Developing a Database Interface:
The Continental Origins of English Landholders
Introducing Prosopography
The concept of prosopographical study, where an historian examines, particularly through naming conventions, an historical character's position within his family, institutions and society, has been in existence since the sixteenth century. An historian, for example, discovers a name in a manuscript similar to one seen in a previous manuscript. How to investigate if the two documents are referring to the same person? The prosopographical historian does this by exploring the available primary sources to identify the figure's parents, siblings and children. If the family members overlap, then the figure mentioned in the two separate documents is presumed to be the same. As with other disciplines, advances in computer technology have been able to expand the traditional parameters of the field. Because prosopography demands investigating and analysing a large number of documents, scattered around various libraries, it can be an arduous and time-consuming task. With these documents digitised, however, researchers can compare and cross-reference the historical figures at a much quicker speed.

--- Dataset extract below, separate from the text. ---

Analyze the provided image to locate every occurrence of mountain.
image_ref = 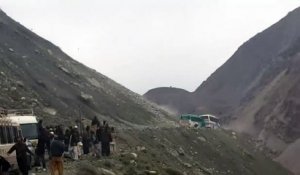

Prosopography is well suited to the study of the pre-modern period, where a relative paucity of documents, as well as complex naming practices, mean that the precise placement of an historical character within society is often difficult to trace. Dr Katharine Keats-Rohan's database Continental Origins of English Landholders (COEL) is a database designed to help the prosopographical researcher. The COEL database houses documents and records, most notably elements of the Domesday Book, pertaining to the acquisition of English land by the Norman conquerors of the century following 1066. Additionally, it includes commentary by Dr Keats-Rohan on these records. Because of the complexity of both the original sources and the type of analysis that a prosopographer wants to make, the database could not immediately be incorporated into an existing package such as Access or Paradox. It was necessary to exploit the customisable possibilities of Microsoft Access, extending and enhancing the original database program until a suitable database interface was established. This case study examines the planning and decisions that went into developing a customised database that could accommodate heterogeneous data, and an interface that would allow the prosopographical researcher to extract and analyse the relevant data with the minimum of difficulty.
A Trial Period
On the project's inception, in 1992, there had been no thought of using computers as analytical tools. Technology's involvement only came when Dr Keats-Rohan, having gathered a large, and rather unwieldy, card index system, realised the potential for recording such data in database form. As stated above, initial attempts were made on existing packages such as Paradox. This was fine for simply transposing the card index into digital form, but Dr Keats-Rohan quickly saw how a well-designed database could facilitate some of the more complex research needs of the prosopographer. It became apparent that Paradox could not adequately cope with the full range of relevant sources. Dr Keats-Rohan wanted a database that contained some tabular records (including individual names extracted from the Domesday Book) and some full text documents (such as the Cartae Baronum, records relating to the property and tenants of medieval landholders) that could be a good few hundred words long. Such lengthy chunks of text were too large for Paradox to handle satisfactorily. Precise functions that would have aided the prosopographer's task (for example, a graphical tool outlining family relationships) were also not available in the usual database programs. Even more simple operations, like text-searching, were difficult to execute in some databases. Therefore, after a year's work following the possibilities with existing programs, Dr Keats-Rohan took the decision to create a more flexible system. Microsoft Access was the tool for doing this. While Access is used by some as a straightforward database, many historians, such as Dr Keats-Rohan, are realising its customisable nature. Users can, by employing the programming code understood by Access, develop their own shell that is specifically suited for their own data. By enhancing Access so to develop her own structure, Dr Keats-Rohan would have a system that would exploit the richness of her academic data.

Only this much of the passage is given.